Well, I worked on them for about 3 hours last night and am not much closer
to getting the car on the road. I removed the rest of the broken bracket.
The rearmost bolt from the bracket to the mount plate was *SO* stiff. Not,
tightly done up, just so rusty that I couldn't move the spanner by hand and
had to put some steel pipe over it and lever it. I tried to hacksaw it, but
access was too limited. It must have taken me nealy an hour to undo that
bolt in ~32nd's of a turn at a time and I kept dropping the spanners!
Eventually both bits of the bracket were off and I looked at the mount.
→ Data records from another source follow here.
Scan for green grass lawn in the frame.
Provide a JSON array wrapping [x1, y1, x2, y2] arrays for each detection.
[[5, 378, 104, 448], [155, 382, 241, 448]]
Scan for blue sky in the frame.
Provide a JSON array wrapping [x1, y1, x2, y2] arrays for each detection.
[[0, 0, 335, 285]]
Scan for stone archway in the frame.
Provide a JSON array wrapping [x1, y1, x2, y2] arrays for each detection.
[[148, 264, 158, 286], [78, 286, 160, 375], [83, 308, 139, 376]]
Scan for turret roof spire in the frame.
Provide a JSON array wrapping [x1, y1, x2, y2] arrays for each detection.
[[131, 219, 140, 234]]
Thanks to Paul for the reply. I just don't think any of my spanners will get
in there, so I'm going to leave the rubber mounts (well, maybe change the
passenger side which I can get access to the nut). I then went to fit the
new bracket....mmmmm.....<scratches head>........what an atrocious piece of
design! Makes me ashamed to be British. HOW THE HELL AM I SUPPOSED TO DO UP
THAT BOLT WHICH GOES INTO THE BLOCK ?!?!?!?!?!??! I messed around for
another 2 hours before giving up. I thought about skipping that bolt and
just running off the timing plate bolts, but no, this will bust again after
not many miles.
Then I hit on an idea....
The reason I can't get the block bolt in is because the mount is in the way,
and I can't remove the mount, so I need to move the engine much higher or
much lower. The engine won't move much because the other mount is still
attached. If I undo and remove the other bracket (engine safely supported)
then I should be able to raise the engine up high enough (how high is ok?)
to fit the brackets correctly on both sides and then lower the engine down
and fit the bolts from the brackets to the mount plates (with shims
between).
Is this the secret to doing this job?
It must be one of the worst fiddliest jobs I've ever done on any car!